This article is co-authored by Valentin Nikonov and Lorenza Jachia (see bio here)
This statement describes the concept of building a risk-based regulatory system, which, we believe, should provide insight and directions to the reform of standardization policy. The concept of risks as triggers for regulatory intervention is widely recognized; and the development of risk management frameworks for regulatory systems is at the core of the policymakers’ agenda and a subject at the crossroad of different fields of research.
Risk as a concept can be used to evaluate how ‘balanced’ the regulatory system is, against two extremes: excessive regulations – regulations that are too stringent with respect to the risk they set out to address – and insufficient regulations that fail to address risks as perceived by the various stakeholders. As noted in Outcome of the UNECE International Conference on Risk Assessment and Management (see here), ‘laws, administrative measures and technical regulations, complemented by voluntary standards and norms are one important response to risks’.
The Working Party on Regulatory Cooperation and Standardization Policies of the United Nations Economic Commission for Europe (UNECE WP. 6) is pioneering a holistic approach to the management of risks in regulatory systems. We believe that this approach will raise both efficiency and transparency of regulatory systems.
The distinctive feature of this approach is its focus, which not confined to regulations but embraces the whole regulatory system in its institutional complexity.
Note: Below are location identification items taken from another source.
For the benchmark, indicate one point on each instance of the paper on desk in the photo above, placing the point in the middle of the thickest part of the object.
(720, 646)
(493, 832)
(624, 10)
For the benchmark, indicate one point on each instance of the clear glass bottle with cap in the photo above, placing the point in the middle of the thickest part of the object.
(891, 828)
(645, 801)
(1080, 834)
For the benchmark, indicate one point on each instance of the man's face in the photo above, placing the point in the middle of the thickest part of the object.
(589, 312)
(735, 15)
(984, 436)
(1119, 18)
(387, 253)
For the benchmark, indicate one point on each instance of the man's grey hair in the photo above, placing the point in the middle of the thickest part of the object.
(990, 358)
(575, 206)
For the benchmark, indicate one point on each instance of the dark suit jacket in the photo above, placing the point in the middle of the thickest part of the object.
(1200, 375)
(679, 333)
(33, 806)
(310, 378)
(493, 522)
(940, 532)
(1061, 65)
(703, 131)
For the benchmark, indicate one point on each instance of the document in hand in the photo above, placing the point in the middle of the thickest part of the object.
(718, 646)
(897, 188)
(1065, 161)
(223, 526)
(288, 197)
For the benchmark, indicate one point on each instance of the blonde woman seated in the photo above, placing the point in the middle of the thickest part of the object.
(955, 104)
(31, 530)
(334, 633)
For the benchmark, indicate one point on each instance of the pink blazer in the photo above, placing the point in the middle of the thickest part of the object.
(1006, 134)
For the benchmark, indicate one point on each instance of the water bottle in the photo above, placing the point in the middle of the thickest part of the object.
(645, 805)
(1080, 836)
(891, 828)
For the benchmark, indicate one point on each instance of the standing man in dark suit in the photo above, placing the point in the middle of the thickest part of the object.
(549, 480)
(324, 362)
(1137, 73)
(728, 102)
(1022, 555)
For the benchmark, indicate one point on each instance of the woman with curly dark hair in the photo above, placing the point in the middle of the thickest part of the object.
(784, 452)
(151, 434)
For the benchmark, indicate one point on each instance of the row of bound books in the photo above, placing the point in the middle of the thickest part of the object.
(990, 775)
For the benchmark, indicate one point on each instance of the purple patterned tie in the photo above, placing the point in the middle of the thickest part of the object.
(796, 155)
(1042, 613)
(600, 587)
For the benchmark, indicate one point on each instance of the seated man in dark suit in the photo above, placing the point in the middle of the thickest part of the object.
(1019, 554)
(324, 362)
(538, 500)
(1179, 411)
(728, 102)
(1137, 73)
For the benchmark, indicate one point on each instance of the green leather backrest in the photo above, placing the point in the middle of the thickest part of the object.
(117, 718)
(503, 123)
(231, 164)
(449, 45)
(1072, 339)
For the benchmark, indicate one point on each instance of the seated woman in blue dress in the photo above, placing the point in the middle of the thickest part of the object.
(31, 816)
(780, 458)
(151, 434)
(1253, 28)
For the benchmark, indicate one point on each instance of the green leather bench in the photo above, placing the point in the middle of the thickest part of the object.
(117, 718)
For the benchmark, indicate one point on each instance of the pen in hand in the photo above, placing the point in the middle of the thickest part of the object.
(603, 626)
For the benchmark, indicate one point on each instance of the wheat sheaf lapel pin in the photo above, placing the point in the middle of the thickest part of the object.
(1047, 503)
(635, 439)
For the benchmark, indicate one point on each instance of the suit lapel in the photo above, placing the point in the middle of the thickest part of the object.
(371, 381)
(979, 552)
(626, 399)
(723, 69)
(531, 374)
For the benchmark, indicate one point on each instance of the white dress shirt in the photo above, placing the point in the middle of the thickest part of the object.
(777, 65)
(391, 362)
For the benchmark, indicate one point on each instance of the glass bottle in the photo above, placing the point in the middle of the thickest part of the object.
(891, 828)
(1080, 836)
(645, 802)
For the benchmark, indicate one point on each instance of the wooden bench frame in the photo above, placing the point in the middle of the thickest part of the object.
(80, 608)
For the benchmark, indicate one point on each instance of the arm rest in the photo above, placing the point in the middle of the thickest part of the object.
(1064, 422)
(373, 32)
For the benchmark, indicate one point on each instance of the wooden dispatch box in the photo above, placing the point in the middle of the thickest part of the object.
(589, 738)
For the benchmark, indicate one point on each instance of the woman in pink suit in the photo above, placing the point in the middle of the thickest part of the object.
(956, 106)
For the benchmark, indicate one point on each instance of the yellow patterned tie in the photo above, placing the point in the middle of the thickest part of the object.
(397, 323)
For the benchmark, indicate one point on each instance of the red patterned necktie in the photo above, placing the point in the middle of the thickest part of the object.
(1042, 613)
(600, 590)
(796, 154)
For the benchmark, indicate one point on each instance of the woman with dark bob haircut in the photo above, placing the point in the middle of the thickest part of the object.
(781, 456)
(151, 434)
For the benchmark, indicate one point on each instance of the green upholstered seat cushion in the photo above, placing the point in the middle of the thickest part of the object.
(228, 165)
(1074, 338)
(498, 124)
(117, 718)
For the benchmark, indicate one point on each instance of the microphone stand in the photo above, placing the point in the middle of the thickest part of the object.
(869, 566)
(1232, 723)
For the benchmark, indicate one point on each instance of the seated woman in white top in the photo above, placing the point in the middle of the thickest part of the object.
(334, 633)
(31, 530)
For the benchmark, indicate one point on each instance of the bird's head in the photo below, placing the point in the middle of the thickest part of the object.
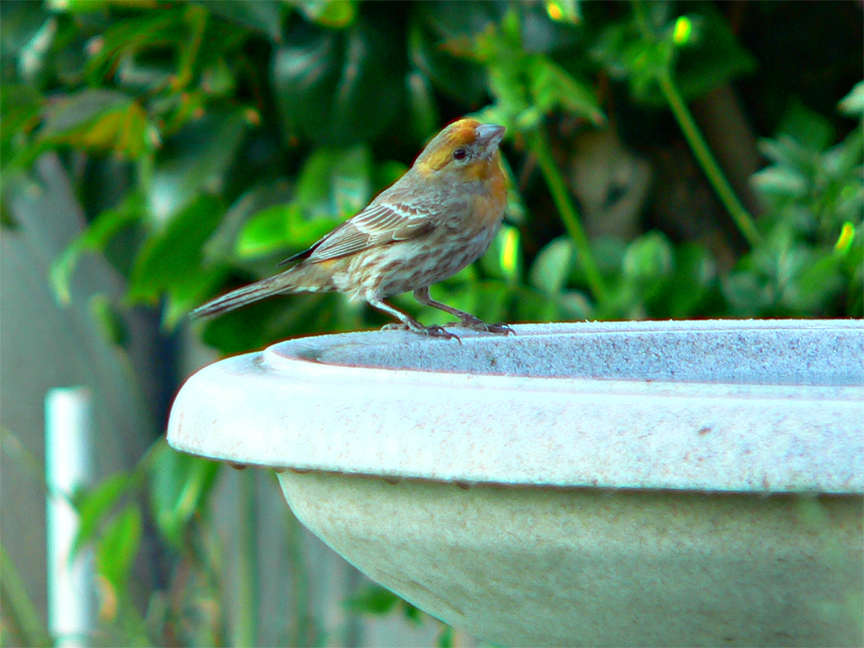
(466, 149)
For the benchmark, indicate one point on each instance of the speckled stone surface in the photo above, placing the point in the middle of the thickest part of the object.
(680, 426)
(633, 483)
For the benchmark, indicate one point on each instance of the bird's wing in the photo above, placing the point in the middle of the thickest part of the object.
(378, 224)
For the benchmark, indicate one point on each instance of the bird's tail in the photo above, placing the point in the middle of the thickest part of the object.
(281, 283)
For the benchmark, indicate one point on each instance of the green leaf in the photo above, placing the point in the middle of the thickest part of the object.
(335, 183)
(171, 261)
(552, 266)
(424, 110)
(20, 106)
(695, 274)
(94, 239)
(264, 16)
(459, 78)
(338, 87)
(94, 504)
(853, 103)
(336, 14)
(713, 55)
(99, 120)
(258, 200)
(194, 161)
(108, 320)
(118, 546)
(648, 259)
(180, 485)
(372, 599)
(554, 87)
(809, 129)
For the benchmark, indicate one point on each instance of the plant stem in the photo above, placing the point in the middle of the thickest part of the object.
(694, 138)
(20, 612)
(561, 196)
(246, 622)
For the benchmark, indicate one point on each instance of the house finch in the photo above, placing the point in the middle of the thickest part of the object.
(435, 220)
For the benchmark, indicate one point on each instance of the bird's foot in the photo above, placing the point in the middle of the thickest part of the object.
(416, 327)
(476, 324)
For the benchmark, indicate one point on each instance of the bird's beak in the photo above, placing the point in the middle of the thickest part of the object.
(489, 137)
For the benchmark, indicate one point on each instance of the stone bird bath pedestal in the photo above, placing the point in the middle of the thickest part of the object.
(618, 484)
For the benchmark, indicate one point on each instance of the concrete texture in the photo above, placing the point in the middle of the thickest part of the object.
(636, 483)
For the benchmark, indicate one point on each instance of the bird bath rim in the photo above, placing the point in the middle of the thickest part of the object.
(294, 406)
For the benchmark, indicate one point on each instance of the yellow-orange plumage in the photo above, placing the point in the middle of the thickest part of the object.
(435, 220)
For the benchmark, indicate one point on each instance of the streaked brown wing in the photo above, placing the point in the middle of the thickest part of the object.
(376, 225)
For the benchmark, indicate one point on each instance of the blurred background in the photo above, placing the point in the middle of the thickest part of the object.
(667, 160)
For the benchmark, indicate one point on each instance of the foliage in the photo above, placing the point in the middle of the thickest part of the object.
(207, 140)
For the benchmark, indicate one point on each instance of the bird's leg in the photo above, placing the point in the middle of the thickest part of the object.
(408, 322)
(465, 319)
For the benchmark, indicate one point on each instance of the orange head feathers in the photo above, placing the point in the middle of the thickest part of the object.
(465, 147)
(432, 222)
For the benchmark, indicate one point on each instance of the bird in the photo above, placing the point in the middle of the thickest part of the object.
(436, 219)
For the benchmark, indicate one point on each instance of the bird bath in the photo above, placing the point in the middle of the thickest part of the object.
(633, 483)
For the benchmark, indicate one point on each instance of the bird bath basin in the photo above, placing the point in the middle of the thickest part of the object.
(633, 483)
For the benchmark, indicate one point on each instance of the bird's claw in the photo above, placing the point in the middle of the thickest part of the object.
(477, 324)
(431, 331)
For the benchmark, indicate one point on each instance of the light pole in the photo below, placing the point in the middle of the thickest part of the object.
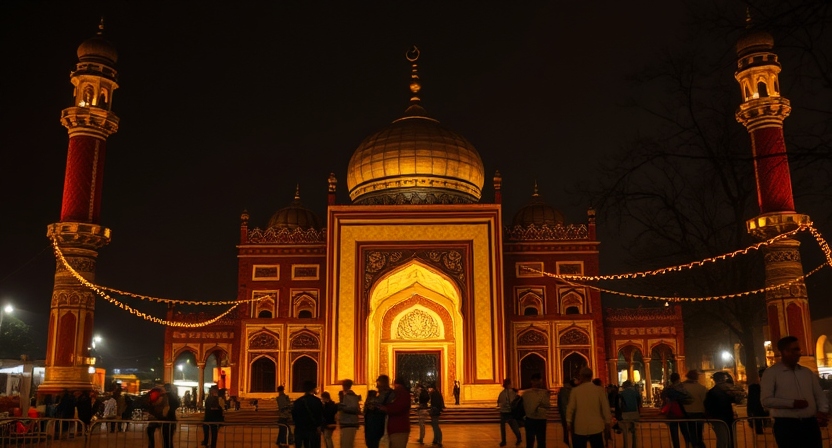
(6, 310)
(727, 356)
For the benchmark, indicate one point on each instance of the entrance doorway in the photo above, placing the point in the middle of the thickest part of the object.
(419, 367)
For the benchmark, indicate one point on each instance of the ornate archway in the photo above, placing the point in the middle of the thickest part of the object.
(415, 310)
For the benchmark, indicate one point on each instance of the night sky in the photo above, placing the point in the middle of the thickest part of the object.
(225, 108)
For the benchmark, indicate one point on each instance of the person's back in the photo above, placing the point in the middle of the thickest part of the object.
(589, 408)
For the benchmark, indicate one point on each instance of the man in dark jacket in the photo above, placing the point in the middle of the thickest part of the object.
(308, 414)
(719, 406)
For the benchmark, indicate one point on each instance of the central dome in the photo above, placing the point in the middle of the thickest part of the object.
(415, 160)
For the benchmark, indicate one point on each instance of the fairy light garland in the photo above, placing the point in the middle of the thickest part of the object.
(575, 280)
(144, 297)
(677, 268)
(130, 309)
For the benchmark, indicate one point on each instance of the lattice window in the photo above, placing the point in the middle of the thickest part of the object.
(532, 337)
(572, 301)
(305, 304)
(530, 302)
(574, 337)
(305, 340)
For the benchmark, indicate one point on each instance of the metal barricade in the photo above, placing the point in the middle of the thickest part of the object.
(669, 433)
(41, 432)
(182, 433)
(758, 432)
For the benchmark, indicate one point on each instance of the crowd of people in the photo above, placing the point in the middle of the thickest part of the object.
(589, 411)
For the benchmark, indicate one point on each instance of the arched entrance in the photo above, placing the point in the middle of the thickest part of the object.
(263, 374)
(415, 327)
(529, 365)
(572, 365)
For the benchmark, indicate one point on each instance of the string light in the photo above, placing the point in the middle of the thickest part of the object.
(576, 280)
(95, 288)
(681, 267)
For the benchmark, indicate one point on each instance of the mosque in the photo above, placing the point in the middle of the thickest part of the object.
(421, 277)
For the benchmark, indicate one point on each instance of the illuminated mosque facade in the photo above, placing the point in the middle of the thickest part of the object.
(421, 278)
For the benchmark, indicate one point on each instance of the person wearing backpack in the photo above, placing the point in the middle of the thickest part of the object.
(504, 400)
(629, 401)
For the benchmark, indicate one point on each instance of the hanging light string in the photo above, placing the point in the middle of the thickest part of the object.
(143, 297)
(130, 309)
(694, 264)
(699, 299)
(575, 280)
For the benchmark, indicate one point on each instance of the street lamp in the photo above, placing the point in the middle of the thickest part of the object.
(6, 310)
(727, 356)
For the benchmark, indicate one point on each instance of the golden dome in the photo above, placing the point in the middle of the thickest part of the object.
(98, 49)
(295, 216)
(415, 160)
(537, 212)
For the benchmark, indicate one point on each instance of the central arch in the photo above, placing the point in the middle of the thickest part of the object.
(415, 309)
In brief, the approach is based on the implementation of a series of codified steps (as shown on the picture below):
1. Establishing policy criteria that the regulator will refer to in managing public risks, and the consultation mechanisms that it will use to communicate effectively with all stakeholders;
2. Identifying assets: these can be thought of as the public goods the regulator seeks to protect (safety of the workers, health of citizens, environmental assets such as forests and air quality…). This steps results in a constantly updated assets inventory;
3. Identifying and assessing the risks to the assets that have been identified. The result of these processes is a list of risks that are ranged according to the level of their criticality, a function of their expected probability and impact;
4. Choosing a risk management strategy that is appropriate to each risk identified Taking into account its policy criteria, the regulator decides for each risk whether to accept it, to avoid it, to transfer or to mitigate it, by implementing appropriate measures;
5. Implementing the chosen risk management strategy. This involves:
• integrating the regulatory and other measures with existing tools
• establishing coordinating mechanisms among competent authorities and stakeholders
• giving guidance and establishing an appropriate budget for the institutions responsible for monitoring compliance (conformity assessment and/or market surveillance authorities
• deciding on penalties for non-compliance
6. Drawing up contingency plans
7. Establishing appropriate mechanisms for the continual improvement of the system
We believe that the UNECE WP. 6 is an ideal forum for the debate of these issues, as it has a broad mandate encompassing all the phases of the regulatory dialogue, including fostering convergence among technical regulations internationally, cooperation among conformity assessment bodies and guidance to market surveillance institutions. For this reason, the Working Party will at its next annual session to be held on 3 and 4 November 2010 institute a new Group of Experts on Risk Management in Regulatory Systems (GRM), that is informally starting its activities with a survey to identify how risk management tools are currently used by regulatory system stakeholders and where potential bottlenecks exist. We will be happy to share the results of the survey with TalkStandards.